Some people collect Beanie Babies. Others collect coins or stamps. Such innocuous objects may never see the light of day. But Doylestown’s Michener Museum is displaying an assemblage that deserves a spotlight: the private antique shoe collection of red-carpet designer and champion of footwear-as-wearable-art Stuart Weitzman.
It’s all part of “Walk This Way,” a traveling exhibition organized by the New York Historical Society as part of its Center for Women’s History. The show chronicles the changing forms and goals of shoe design, but more importantly, it highlights the lesser-known women who worked behind the scenes to push these changes forward.
It may seem an odd choice for the Doylestown institution — most people don’t think of shoes as art, chief curator Laura Turner Igoe acknowledges, and the Michener is an art museum, after all. But to Igoe, art encompasses more than just paintings on gallery walls and busts on pedestals.
The exhibit showcases more than 100 pairs of shoes from Weitzman’s collection, predominantly acquired by and gifted to him over the course of 50 years by his wife, Jane Gershon Weitzman. One pair dates back more than 180 years.

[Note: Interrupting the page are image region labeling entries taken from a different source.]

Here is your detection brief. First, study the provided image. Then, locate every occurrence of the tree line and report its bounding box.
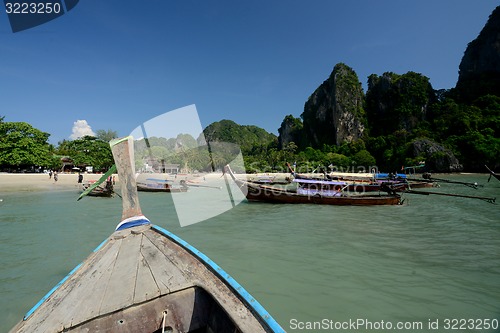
[0,116,117,172]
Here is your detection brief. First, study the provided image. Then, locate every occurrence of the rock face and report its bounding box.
[457,6,500,101]
[302,64,366,147]
[366,72,435,136]
[278,115,304,149]
[410,139,463,172]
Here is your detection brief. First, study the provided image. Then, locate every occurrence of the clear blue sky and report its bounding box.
[0,0,498,144]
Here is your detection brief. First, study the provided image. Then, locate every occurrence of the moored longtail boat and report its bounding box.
[137,181,188,192]
[10,137,284,333]
[82,180,114,197]
[224,165,401,206]
[287,164,409,195]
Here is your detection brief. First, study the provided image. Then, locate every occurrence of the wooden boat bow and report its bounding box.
[10,137,285,333]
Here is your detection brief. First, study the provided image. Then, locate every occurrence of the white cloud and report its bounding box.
[69,120,95,140]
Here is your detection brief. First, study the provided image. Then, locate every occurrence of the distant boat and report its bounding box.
[225,165,401,206]
[10,137,285,333]
[137,182,188,192]
[287,163,408,193]
[82,180,114,197]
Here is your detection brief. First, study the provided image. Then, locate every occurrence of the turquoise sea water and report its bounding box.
[0,175,500,332]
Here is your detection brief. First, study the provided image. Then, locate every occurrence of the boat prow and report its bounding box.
[10,139,285,333]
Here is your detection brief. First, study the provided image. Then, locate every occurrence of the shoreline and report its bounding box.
[0,173,107,193]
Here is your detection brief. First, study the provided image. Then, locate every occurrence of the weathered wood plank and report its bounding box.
[99,229,142,315]
[142,230,192,295]
[134,230,161,303]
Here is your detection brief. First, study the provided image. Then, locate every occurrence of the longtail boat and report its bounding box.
[287,163,409,193]
[82,180,114,197]
[10,137,285,333]
[224,165,401,206]
[137,181,188,192]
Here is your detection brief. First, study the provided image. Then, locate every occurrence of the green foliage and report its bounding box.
[0,117,53,169]
[203,120,278,154]
[95,129,118,142]
[56,136,114,171]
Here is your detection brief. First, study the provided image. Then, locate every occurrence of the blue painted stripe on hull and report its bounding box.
[152,224,285,333]
[23,263,83,320]
[23,239,108,320]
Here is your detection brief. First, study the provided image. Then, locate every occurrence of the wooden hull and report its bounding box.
[244,185,400,206]
[10,137,285,333]
[10,219,284,333]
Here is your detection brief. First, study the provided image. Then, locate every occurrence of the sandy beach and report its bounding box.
[0,173,108,193]
[0,172,290,193]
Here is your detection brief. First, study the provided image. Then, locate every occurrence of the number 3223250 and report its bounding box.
[5,2,61,14]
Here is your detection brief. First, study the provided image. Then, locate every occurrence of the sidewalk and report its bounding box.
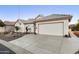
[61,32,79,54]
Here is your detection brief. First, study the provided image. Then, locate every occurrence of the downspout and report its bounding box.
[34,19,36,35]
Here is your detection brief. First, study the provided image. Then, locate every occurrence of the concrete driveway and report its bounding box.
[10,34,79,54]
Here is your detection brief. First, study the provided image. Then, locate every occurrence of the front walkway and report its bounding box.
[10,34,79,54]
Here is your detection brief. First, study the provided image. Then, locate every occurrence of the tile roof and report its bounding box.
[36,14,72,21]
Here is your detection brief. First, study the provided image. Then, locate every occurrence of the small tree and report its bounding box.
[15,26,20,31]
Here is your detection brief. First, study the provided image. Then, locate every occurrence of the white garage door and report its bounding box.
[38,23,64,36]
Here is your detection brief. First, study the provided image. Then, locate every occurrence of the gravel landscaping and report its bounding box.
[0,33,25,42]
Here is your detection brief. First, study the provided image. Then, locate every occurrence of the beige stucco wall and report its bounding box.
[15,21,34,32]
[5,25,15,32]
[0,27,5,32]
[25,24,34,32]
[36,20,68,35]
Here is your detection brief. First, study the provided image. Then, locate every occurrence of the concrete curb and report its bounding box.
[0,39,32,54]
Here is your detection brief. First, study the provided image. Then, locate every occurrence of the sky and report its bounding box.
[0,5,79,24]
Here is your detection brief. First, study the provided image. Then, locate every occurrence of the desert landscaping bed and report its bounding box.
[73,31,79,37]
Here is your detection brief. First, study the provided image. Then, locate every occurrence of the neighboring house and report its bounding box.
[36,14,72,36]
[15,19,34,33]
[4,21,15,32]
[0,20,5,33]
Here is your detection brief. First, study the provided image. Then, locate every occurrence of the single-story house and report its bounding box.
[4,21,15,32]
[0,20,5,33]
[15,14,72,36]
[35,14,72,36]
[15,19,34,33]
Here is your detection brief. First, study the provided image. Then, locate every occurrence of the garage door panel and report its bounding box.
[39,23,63,36]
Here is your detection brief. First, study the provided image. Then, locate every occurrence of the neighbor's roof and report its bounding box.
[18,14,72,24]
[36,14,72,22]
[4,21,15,26]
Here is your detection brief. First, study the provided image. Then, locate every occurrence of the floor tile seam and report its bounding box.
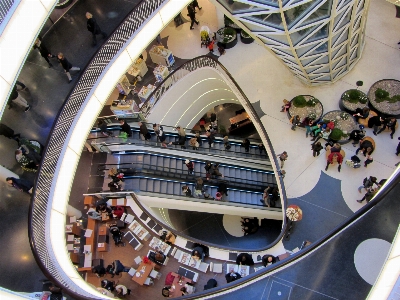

“We gift our significant others a shirt or a nice night out,” Igoe says. “Instead, Jane gave him a pair of antique shoes for special occasions. She particularly collected shoes that she thought were unusual or unique — ones she thought might inspire his own designs.” One such pair is a seminal d’Orsay evening pump from 1928 that influenced Weitzman’s own elegant spin on the style.
The show tells the story of footwear by highlighting five different aspects of its place in history and art. Sections on collecting and production focus on shoes as reflections of moments in the past, such as a pair of satin wedding flats worn by Queen Victoria in 1840 or leather boots and pumps worn by suffragettes and labor activists in the early 20th century. Other sections on presentation and design look at shoes as art objects, analyzing changing styles over time and the influences of architecture and the golden age of Hollywood on collectibles, like a pair of Ferragamo lace slingbacks custom-made for Sophia Loren in 1955.
Second only to agriculture, shoemaking was one of the largest industries in America by 1850. It wasn’t long before a third of all workers in shoe factories were women. Despite this, and despite love for shoes often being associated with feminine style, women’s mark on fashion history as drivers of footwear innovation, and not just as consumers, has been largely disregarded.
One of these women was the late Beth Levine, the “First Lady of Shoe Design.” “She had a very successful career but produced her shoes under the label name of her husband,” Igoe says of Levine, whose work is being chronicled at the Michener alongside designs by Christian Dior and Yves Saint Laurent. “Even though she was doing all the design work, she felt that his name would be more appropriate for a shoe company than her own.”
Still, Levine’s name hasn’t been forgotten. But that’s not the case with many other women who toiled behind the scenes. And this exhibit offers their work and their names much-overdue recognition.
“Walk This Way: Footwear From the Stuart Weitzman Collection of Historic Shoes” runs September 24th to January 15th at the Michener Art Museum.
Published as “The Art of the Heel” in the October 2022 issue of Philadelphia magazine.